Спустя месяца три после всей этой котовасии я переписывалась с Каро, которая когда-то в школе, как и я, сохла по Михе.
В школе мы, кажется, жутко ревновали друг друга. Причем что сохну я не одна, до меня дошло первее. Я тактично молчала, выслушивая ее занудные излияния про то, что, а заметила ли я, какой Михаэль сексуальный. Как если бы она или я в те наши годы что-либо знали о сексуальности или сексе. В нашем с ней случае «сексуальный» означало высокий, загорелый, спортивный. Классный. Потому как играет в теннис. Нарисовавшийся в нашем классе, будучи на год старше – «золотая» разница – потому как на год уезжал в Штаты с отцом и мамой – жить, и тренироваться в элитной теннисной школе, чтобы потом по возвращении в Берлин успешно хапать юношеские награды, щеголять загаром, натренированным «американ инглиш» да россказнями перед пацанами про распечатки американских целочек (Пацаны: «Бля, они ж там все до колледжа терпят – не сложно?..» - Миха: «Сложно, но можно...»).

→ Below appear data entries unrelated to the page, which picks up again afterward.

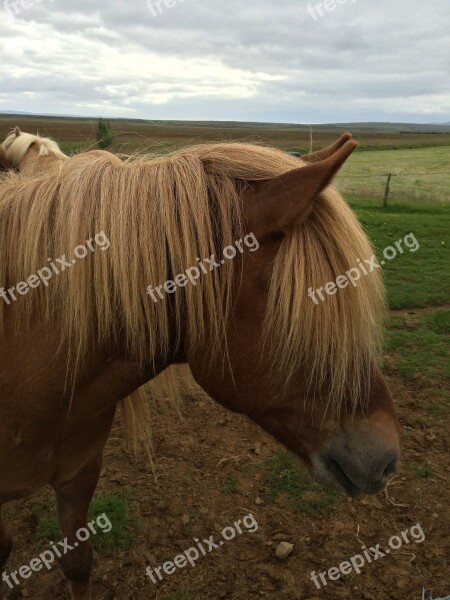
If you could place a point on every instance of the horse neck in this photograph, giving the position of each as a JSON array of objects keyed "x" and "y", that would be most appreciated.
[{"x": 33, "y": 164}]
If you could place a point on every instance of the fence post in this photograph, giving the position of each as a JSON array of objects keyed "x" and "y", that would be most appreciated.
[{"x": 386, "y": 191}]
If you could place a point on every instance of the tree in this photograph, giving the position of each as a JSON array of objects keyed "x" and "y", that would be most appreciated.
[{"x": 104, "y": 134}]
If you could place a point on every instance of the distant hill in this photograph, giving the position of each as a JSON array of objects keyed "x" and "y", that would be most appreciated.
[{"x": 374, "y": 127}]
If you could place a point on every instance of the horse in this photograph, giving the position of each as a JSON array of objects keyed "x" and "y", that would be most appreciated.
[
  {"x": 202, "y": 257},
  {"x": 5, "y": 164},
  {"x": 31, "y": 153}
]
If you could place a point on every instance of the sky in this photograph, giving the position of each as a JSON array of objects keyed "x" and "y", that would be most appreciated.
[{"x": 286, "y": 61}]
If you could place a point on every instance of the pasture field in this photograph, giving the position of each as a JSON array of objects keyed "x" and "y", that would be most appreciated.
[{"x": 214, "y": 467}]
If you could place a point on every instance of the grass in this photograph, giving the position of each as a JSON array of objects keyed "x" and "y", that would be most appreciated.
[
  {"x": 288, "y": 482},
  {"x": 114, "y": 506},
  {"x": 420, "y": 174},
  {"x": 422, "y": 351},
  {"x": 413, "y": 279}
]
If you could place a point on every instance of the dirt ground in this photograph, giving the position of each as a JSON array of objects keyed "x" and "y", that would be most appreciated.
[{"x": 198, "y": 455}]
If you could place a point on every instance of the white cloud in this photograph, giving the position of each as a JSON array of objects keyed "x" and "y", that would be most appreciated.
[{"x": 258, "y": 60}]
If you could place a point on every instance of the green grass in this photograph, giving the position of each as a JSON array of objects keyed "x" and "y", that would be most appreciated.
[
  {"x": 413, "y": 279},
  {"x": 421, "y": 355},
  {"x": 288, "y": 482},
  {"x": 114, "y": 506},
  {"x": 421, "y": 174}
]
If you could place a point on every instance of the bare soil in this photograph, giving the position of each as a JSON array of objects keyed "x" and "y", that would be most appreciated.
[{"x": 197, "y": 454}]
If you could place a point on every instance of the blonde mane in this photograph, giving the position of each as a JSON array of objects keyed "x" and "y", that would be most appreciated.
[
  {"x": 16, "y": 146},
  {"x": 160, "y": 215}
]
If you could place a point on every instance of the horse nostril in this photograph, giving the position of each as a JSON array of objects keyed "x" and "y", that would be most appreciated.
[{"x": 391, "y": 468}]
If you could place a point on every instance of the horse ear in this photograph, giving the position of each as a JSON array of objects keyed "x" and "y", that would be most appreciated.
[
  {"x": 275, "y": 205},
  {"x": 329, "y": 151}
]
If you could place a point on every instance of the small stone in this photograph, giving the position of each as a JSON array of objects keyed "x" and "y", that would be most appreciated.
[{"x": 284, "y": 550}]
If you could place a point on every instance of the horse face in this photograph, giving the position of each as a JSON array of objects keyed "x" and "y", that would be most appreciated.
[{"x": 353, "y": 449}]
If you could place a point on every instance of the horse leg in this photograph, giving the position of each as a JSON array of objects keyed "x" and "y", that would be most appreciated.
[
  {"x": 73, "y": 499},
  {"x": 5, "y": 549}
]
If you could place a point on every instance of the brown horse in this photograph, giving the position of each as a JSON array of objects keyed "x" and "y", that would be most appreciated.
[
  {"x": 5, "y": 164},
  {"x": 72, "y": 348},
  {"x": 30, "y": 153}
]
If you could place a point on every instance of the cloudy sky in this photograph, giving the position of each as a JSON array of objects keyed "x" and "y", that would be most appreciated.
[{"x": 248, "y": 60}]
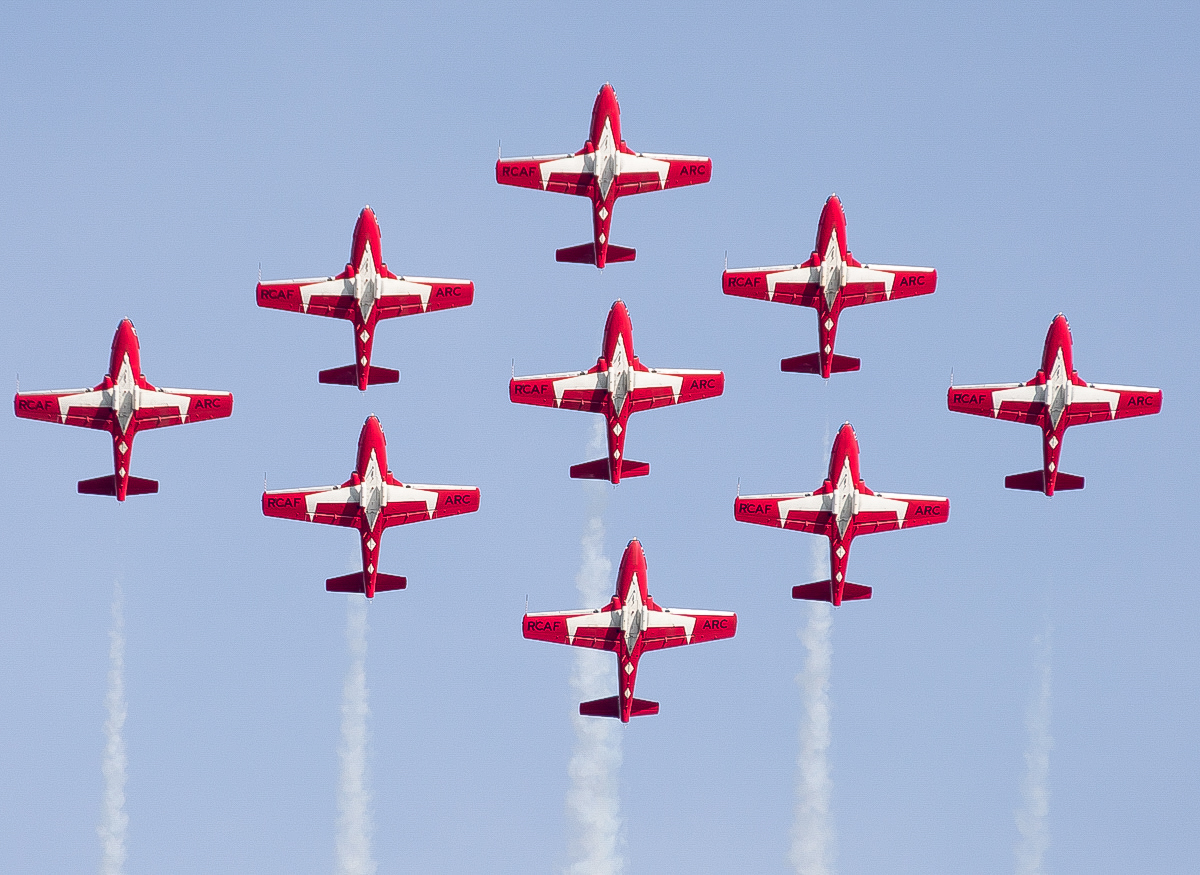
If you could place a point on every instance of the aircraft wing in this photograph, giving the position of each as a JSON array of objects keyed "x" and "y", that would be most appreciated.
[
  {"x": 798, "y": 511},
  {"x": 319, "y": 295},
  {"x": 652, "y": 172},
  {"x": 89, "y": 408},
  {"x": 801, "y": 283},
  {"x": 399, "y": 295},
  {"x": 567, "y": 174},
  {"x": 870, "y": 283},
  {"x": 597, "y": 629},
  {"x": 581, "y": 390},
  {"x": 331, "y": 505},
  {"x": 160, "y": 408},
  {"x": 1014, "y": 402},
  {"x": 785, "y": 283},
  {"x": 406, "y": 295},
  {"x": 658, "y": 388},
  {"x": 888, "y": 511},
  {"x": 1097, "y": 402},
  {"x": 676, "y": 627},
  {"x": 418, "y": 502}
]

А я терпела попытки Каро вычислить, по каким дням у него после уроков тренировки, по каким выходным соревнования, насколько сочетаются их знаки зодиака и тому подобный бред, от которого в те годы и сама была не очень далека, вообще-то. Я терпела тот бред, потому что таким образом мне самой не приходилось им заниматься.
Мы были лучшими подругами с Каро. Каролин.
В школе кто-то пытался дразнить нас «Катарина и Каролина» – так звали тупых старших сестер главной героини из итальянского фильма-сказки про принцессу Фантагиро. Нам было «ничего», потому что, во-первых, сказка была красивой до девчачьей смехотворности. Во-вторых, мы с Каро в какой-то мере и были сестрами: вместе зависали и часто ночевали друг у дружки к неприкрытому неудовольствию моей мамы. Мы даже на спортивные танцы вместе ходили. Но по мере того, как нагрузка начала становиться сильнее, Каро все чаще откашивала. Что хватило ее на два с половиной года, родители ее узнали – не от меня – лишь год спустя, меня же хватило на четыре. А вообще мы с ней были неразлучны.
Но вот однажды даже Миха спутал наши имена – ведь «Кати» и «Каро» даже начинаются одинаково. Тогда я и решила, что с меня довольно. Побоялась, что он не только имена – и нас с ней тоже может попутать, хоть мы внешне совершенно непохожи. И как мне его тогда... ну, в общем.